NOAA Fisheries scientists from both the East and West Coasts teamed up to study sea turtles using cross sections of sea turtle humerus bones. A combination of skeletochronology and stable isotope analysis enables Drs. Larisa Avens and Cali Turner Tomaszewicz to accurately age sea turtles that have stranded and understand where they lived and for how long, what their diet consisted of, and when they had years of slow or rapid growth.

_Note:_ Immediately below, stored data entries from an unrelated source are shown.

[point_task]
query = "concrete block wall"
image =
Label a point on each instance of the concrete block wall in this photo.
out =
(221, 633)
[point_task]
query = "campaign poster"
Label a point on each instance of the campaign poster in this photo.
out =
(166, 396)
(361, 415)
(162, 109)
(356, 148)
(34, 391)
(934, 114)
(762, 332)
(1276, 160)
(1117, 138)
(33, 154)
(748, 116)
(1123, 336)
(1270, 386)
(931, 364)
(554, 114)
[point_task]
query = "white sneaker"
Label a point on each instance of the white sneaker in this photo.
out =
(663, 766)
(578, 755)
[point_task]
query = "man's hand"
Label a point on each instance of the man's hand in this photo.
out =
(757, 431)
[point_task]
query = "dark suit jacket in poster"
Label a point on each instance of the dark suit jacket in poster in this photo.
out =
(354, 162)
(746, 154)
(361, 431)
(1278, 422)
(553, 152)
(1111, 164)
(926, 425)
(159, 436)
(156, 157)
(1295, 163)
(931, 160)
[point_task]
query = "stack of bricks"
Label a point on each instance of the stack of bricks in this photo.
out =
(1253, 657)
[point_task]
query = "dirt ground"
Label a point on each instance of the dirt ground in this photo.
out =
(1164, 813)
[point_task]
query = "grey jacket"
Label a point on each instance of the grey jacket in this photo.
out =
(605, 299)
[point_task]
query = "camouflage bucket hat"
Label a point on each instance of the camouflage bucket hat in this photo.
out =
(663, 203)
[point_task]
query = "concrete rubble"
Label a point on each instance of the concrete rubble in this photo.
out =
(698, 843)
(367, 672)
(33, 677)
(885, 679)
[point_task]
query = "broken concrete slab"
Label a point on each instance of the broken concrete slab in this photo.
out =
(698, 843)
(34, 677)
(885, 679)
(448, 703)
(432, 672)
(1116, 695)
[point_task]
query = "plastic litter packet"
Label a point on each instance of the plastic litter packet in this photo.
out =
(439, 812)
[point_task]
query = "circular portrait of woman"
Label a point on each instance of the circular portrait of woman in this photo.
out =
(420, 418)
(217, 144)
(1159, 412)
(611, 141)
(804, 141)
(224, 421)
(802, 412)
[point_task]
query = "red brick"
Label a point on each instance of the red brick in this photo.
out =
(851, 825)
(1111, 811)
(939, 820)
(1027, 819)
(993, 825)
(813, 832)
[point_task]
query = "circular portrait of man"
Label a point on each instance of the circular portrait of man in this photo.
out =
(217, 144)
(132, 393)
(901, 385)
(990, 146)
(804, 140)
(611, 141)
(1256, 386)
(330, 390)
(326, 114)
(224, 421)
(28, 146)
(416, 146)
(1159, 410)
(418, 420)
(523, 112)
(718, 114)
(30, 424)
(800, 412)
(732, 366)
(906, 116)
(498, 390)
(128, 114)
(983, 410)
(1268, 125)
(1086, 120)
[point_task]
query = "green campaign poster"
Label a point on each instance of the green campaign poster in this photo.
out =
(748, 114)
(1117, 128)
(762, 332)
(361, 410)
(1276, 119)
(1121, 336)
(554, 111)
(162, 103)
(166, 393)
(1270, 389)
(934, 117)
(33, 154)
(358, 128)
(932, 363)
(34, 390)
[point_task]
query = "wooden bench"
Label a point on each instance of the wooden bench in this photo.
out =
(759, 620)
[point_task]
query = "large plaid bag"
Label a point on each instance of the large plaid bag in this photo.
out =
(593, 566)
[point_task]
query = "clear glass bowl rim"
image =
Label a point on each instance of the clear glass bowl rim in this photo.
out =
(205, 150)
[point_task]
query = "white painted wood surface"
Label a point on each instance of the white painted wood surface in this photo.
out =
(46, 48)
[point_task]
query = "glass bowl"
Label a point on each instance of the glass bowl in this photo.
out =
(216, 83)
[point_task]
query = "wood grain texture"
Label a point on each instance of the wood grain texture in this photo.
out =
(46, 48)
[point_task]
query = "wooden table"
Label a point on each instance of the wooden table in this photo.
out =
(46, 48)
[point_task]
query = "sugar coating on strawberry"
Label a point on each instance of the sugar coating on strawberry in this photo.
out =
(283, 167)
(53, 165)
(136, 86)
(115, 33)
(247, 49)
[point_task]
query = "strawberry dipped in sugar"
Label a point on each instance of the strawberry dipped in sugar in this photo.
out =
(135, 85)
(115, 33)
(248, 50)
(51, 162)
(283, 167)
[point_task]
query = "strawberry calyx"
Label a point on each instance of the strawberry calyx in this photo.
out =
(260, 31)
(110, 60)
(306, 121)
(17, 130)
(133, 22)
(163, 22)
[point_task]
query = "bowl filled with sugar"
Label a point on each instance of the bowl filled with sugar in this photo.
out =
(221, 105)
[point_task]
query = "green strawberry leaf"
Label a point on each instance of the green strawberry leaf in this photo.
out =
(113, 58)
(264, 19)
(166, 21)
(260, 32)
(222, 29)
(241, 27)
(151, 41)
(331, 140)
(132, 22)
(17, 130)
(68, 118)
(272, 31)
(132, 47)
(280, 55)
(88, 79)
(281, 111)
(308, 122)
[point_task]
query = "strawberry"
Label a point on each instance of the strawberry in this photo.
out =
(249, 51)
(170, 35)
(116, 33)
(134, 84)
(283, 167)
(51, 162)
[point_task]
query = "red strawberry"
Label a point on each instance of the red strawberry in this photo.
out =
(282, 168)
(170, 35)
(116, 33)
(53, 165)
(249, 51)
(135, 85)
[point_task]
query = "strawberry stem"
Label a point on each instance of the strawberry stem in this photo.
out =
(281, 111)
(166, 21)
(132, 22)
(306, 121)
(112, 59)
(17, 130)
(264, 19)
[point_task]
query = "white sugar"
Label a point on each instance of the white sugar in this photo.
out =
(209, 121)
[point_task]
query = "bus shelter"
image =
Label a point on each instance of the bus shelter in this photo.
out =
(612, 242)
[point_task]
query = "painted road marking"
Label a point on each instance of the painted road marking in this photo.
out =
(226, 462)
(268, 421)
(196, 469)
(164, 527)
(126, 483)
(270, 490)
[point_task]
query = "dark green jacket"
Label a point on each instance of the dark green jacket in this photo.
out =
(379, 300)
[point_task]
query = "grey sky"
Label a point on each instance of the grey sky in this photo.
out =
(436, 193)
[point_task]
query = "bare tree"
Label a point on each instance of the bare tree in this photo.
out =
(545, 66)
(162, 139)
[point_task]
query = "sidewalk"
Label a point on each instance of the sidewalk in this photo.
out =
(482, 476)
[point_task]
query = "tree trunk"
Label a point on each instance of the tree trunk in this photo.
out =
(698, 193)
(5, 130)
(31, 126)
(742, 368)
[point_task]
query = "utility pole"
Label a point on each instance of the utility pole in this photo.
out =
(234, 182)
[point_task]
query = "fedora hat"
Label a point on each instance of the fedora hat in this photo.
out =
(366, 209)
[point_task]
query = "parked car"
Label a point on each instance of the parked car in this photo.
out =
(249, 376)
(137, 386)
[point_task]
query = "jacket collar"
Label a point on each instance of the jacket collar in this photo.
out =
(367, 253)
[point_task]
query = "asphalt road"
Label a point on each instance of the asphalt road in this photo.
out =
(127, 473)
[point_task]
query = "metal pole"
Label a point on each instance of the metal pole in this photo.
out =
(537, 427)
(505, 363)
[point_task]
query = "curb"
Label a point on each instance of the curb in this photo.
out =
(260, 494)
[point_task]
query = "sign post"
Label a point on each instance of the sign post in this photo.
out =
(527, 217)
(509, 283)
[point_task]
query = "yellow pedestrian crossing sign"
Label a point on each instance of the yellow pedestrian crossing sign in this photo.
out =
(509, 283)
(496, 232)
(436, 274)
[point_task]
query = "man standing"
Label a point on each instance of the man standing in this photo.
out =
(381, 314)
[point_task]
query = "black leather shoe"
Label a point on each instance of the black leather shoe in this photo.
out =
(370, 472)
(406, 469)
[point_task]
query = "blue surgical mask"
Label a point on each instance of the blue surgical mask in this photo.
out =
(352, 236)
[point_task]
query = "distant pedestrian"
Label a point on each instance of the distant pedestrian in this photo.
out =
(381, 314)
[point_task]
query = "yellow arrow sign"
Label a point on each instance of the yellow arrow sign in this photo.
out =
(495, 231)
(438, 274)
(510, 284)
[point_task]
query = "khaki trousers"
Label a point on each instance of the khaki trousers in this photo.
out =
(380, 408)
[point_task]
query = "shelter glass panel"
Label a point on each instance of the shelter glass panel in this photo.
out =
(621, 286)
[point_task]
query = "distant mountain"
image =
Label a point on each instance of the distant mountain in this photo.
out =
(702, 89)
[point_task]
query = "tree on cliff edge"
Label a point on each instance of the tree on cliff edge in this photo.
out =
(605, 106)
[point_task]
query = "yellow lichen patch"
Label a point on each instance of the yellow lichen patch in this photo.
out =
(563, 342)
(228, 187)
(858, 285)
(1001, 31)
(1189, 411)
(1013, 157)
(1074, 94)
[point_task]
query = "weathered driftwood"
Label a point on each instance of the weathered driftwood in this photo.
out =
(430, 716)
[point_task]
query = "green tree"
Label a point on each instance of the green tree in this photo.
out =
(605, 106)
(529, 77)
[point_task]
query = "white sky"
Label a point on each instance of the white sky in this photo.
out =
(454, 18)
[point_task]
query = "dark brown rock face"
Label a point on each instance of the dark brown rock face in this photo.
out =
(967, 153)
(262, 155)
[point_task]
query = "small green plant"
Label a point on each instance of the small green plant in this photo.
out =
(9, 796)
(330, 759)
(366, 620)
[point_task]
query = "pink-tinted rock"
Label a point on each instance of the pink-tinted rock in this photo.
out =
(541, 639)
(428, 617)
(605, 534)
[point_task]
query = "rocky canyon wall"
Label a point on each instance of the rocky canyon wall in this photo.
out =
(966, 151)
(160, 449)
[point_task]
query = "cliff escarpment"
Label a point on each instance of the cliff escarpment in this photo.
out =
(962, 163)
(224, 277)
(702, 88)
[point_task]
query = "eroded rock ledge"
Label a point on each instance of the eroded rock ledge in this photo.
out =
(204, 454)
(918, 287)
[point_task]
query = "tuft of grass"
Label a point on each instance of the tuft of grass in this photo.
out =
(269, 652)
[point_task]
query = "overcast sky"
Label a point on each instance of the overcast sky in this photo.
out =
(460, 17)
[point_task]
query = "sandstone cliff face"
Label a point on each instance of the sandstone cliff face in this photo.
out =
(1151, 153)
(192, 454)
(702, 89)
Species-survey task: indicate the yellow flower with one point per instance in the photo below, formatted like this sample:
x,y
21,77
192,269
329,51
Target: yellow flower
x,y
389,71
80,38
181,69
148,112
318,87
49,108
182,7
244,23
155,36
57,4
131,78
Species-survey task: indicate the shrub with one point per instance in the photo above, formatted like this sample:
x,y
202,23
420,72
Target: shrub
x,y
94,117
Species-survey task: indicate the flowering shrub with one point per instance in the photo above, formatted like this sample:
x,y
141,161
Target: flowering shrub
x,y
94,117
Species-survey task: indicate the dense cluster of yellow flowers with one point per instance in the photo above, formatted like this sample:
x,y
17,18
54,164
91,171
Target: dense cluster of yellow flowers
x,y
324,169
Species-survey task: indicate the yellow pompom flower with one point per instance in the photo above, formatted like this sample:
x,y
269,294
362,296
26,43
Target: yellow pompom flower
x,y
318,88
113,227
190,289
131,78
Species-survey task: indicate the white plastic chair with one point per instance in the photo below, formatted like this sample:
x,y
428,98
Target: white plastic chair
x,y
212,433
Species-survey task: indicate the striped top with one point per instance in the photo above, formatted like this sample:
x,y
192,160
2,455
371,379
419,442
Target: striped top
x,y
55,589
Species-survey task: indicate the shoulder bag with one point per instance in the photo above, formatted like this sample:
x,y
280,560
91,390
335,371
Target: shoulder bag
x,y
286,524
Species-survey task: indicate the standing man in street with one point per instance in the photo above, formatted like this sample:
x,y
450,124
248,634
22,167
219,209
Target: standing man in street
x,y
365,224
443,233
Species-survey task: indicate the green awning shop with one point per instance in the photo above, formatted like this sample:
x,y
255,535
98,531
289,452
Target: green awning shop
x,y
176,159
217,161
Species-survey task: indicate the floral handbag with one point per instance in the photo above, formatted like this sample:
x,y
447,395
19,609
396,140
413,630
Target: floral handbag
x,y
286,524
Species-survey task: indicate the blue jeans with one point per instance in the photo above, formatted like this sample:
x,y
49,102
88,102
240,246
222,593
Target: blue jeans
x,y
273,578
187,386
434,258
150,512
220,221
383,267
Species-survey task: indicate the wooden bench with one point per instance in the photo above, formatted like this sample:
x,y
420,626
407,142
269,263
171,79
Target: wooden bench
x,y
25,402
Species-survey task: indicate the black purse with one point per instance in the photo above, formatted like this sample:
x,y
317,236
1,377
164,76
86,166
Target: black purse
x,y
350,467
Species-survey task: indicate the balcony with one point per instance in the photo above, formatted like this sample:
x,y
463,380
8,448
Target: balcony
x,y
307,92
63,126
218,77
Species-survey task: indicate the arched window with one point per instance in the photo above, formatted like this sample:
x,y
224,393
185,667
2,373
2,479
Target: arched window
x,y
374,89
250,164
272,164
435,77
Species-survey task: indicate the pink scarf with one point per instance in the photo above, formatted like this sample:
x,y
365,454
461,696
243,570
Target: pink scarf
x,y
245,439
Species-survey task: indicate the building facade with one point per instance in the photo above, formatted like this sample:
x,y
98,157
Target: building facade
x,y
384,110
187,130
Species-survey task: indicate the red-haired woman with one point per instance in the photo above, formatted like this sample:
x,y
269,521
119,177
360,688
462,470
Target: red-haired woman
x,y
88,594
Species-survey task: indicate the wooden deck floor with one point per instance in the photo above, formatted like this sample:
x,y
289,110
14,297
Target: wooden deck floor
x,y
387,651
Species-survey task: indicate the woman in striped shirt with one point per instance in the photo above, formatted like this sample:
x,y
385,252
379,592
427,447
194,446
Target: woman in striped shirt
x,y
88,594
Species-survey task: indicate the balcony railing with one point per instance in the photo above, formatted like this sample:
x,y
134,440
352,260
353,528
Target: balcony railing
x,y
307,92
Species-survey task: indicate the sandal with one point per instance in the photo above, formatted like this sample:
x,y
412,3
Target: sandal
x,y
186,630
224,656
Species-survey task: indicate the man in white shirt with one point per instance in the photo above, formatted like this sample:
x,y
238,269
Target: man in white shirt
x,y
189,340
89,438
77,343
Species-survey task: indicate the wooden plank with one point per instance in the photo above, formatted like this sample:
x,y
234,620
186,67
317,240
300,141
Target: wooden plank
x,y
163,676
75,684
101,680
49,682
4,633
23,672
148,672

If you are interested in sea turtles and the people who spend their lives studying them, this is your chance to learn more from NOAA scientists.

Read the details below and join us on June 12, 2018! We hope to hear from you.

Reddit AUA Details


Who: Dr. Larisa Avens, Southeast Fisheries Science Center, Cali Turner Tomaszewicz, Southwest Fisheries Science Center
What: Reddit "Ask Us Anything" (AUA) - What do sea turtle skeletons reveal about ocean ecosystems?
When: June 12th, 1 - 3 p.m. EST
Where: Ask your questions on Reddit

Our Experts


Dr. Larisa Avens 

Avens been a research fishery biologist with the Southeast Fisheries Science Center since 1998. She has been the lead for skeletochronology research at the Beaufort Lab since 2003.

Learn more about her research


Dr. Cali Turner Tomaszewicz 

Turner Tomaszewicz has worked with the Southwest Fisheries Science Center Marine Turtle Ecology and Assessment Program since 2008.

Learn more about her research


A dyed section of a loggerhead sea turtle humerus bone with the edges of skeletal growth marks shown as black lines. New bone growth is added to the outer edge of the bone, with the earliest growth marks found toward the center. Analyzing growth marks in humerus bones makes it possible to collect data on sea turtle age and size over long time periods spanning years.